What are the different types of clouds?

Clouds sometimes look like white cotton candies in the sky or like cotton balls, and sometimes they appear as feathers, teddy bears, rings, and so on. Clouds are such extraordinary objects we can see in the sky when the weather is fine, and the Sun is out.


Clouds are comprised of tiny ice crystals or water drops that form around dust particles in the atmosphere. The droplets are minute that measures about a hundredth of a millimeter across. Whichever clouds are made of depends on the cloud’s height above the ground and the temperature of the atmosphere around it. Because they are so tiny, the water droplets only stay in liquid form at low temperatures down to –30°C (–20°F), when they usually would have turned to ice. However, at freezing temperatures, clouds at high altitude are made of ice crystals.


Clouds appear in different sizes, shapes, and shades of white to gray, and they also have names. The naming of clouds comes in two ways: First is their location in the sky; some are high up in the sky while others lie low that form closer to Earth’s surface. Fogs are low clouds that touch the ground. Middle clouds are situated between low and high clouds.

Determining the shape of the clouds is also another way of naming them. Cirrus clouds are high clouds that look like feathers. Meanwhile, cumulus clouds are middle clouds that appear in the sky like giant cotton balls, and stratus clouds are low clouds like bed sheets in appearance.

a mountain-shape cloud on the horizon


The water or ice that makes up clouds moves and travels in the sky as vapors or the gas form of water. This is in the process of evaporation, such as the water in the seas, oceans, and even water from the clothes hang outside the house for drying. As the air goes up in the atmosphere, it gets cooler, and the pressure is lessened, so it won’t hold the water vapor than it once was; then the moisture becomes small water droplets or ice crystals forms a cloud.


As warm air goes up near the Earth’s surface, some clouds are formed. The Sun’s heat also heats the ground and gives the same effect to the air above it. The warm air is less dense warm than the surrounding cool air, so it starts to rise. As warm air goes up, its pressure and temperature drops that cause water vapor to condense. Enough moisture will eventually condense out of the air forming a cloud, either cumulus, cumulonimbus, Mammatus, or stratocumulus clouds. Moreover, other clouds might also form with the wind blow, such as lenticular and stratus clouds. These usually occur when the wind blows windward, into the side of a mountain range or other terrain, and is forced up, higher in the atmosphere.
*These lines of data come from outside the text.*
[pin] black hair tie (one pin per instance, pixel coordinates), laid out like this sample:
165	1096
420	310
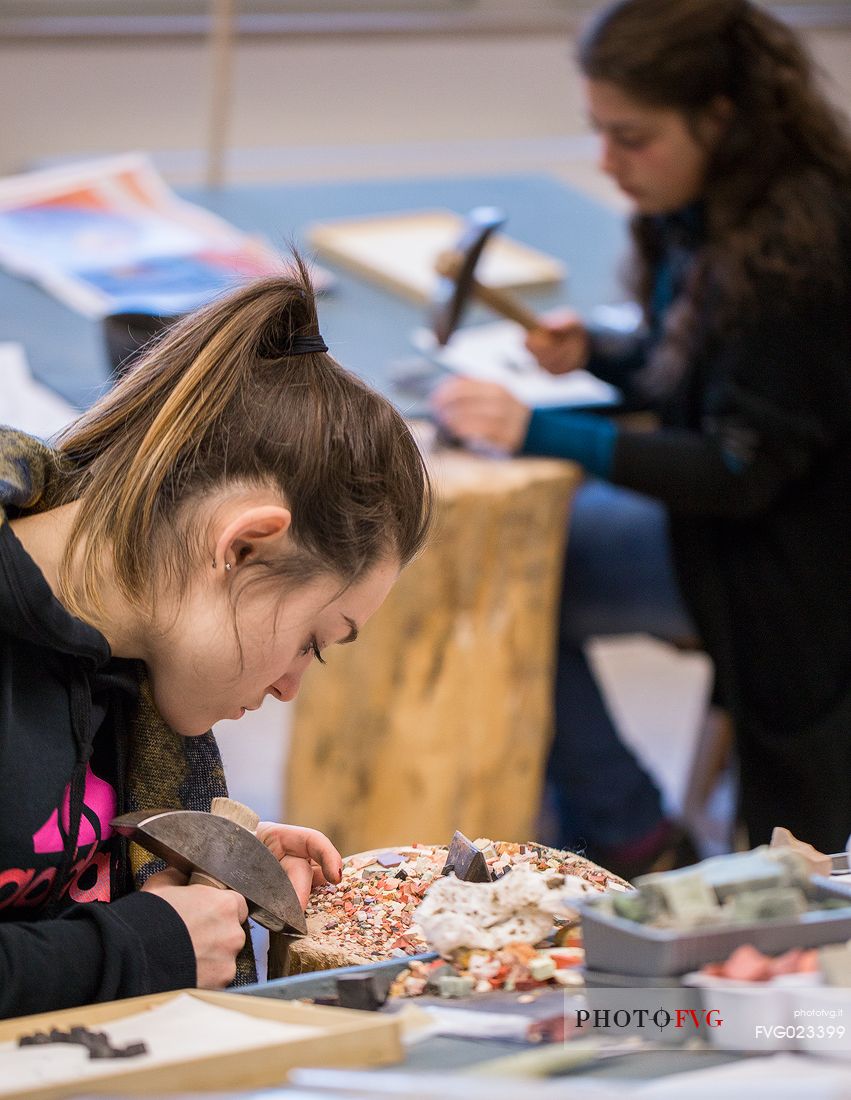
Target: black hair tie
307	345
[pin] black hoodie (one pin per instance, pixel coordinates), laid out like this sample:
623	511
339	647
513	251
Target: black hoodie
73	928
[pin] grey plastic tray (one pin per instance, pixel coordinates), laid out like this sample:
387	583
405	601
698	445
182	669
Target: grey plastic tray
620	946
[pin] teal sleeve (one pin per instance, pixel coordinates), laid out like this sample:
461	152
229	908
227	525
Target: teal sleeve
562	433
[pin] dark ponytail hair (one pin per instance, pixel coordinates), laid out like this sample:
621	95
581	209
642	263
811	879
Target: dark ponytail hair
776	195
219	399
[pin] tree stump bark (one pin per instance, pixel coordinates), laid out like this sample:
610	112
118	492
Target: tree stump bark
440	716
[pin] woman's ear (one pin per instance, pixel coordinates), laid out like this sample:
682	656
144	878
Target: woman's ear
260	530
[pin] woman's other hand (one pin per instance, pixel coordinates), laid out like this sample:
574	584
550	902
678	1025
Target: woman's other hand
482	413
306	855
561	343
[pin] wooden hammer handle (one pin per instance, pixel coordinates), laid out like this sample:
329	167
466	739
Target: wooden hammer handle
506	304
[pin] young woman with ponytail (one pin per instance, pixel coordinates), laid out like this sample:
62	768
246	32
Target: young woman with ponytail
234	505
730	521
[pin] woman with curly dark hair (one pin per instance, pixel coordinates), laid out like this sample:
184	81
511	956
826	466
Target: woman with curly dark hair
732	517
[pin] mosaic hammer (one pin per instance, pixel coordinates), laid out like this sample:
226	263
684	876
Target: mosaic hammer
220	849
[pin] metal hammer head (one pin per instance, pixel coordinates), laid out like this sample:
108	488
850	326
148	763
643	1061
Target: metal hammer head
192	840
453	290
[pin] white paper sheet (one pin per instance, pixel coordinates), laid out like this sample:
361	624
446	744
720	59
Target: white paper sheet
24	403
496	352
179	1030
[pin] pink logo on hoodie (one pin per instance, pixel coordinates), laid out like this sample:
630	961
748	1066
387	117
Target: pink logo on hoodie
99	798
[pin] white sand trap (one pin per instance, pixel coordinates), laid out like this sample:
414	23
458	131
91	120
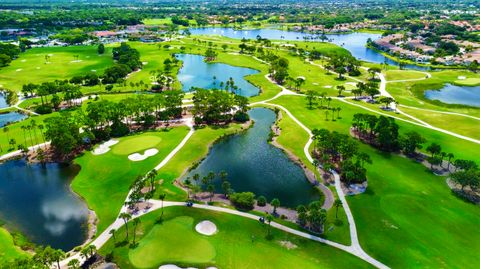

a crystal-clear lake, mountain, and clouds on a clear sky

When the wind blows leeward, it comes on the mountains’ side where the wind blows away. It can also happen even there are no dramatic mountain ranges. For instance, when the air travels over land and slopes upward, as it is forced to rise, the rising air cools and eventually form into clouds. The cumulus clouds form above the mountains as the air is warmed at the ground and rises.

The weather front, or a transition zone between two different air masses at the Earth’s surface, also forms clouds by causing air to rise. Each air’s mass has its unique temperature and humidity, but a front is usually a turbulence source because of the opposing air masses that meet in this region. Turbulence causes clouds and storms because two air masses collide at the Earth’s surface.

At a warm front, the warm air mass overtakes above a cold air mass. This warm air that pushes upward forms many different clouds. It includes low stratus clouds to midlevel altocumulus, altostratus clouds to high cirrus, cirrocumulus, and cirrostratus clouds. Warm fronts produce rain like nimbostratus and cumulonimbus.

At a cold front, the heavy cold air mass also pushes a warm air mass upward; therefore, cumulous clouds are produced. Eventually, these clouds grew into cumulonimbus clouds, which produce thunderstorms. Nimbostratus, stratocumulus, and stratus clouds can also form at the cold front.

Clouds are determinant of weather; therefore, it is vital that we have knowledge on its different types and the weather that it tells us so may have forecast ahead of time the prevailing condition in our area.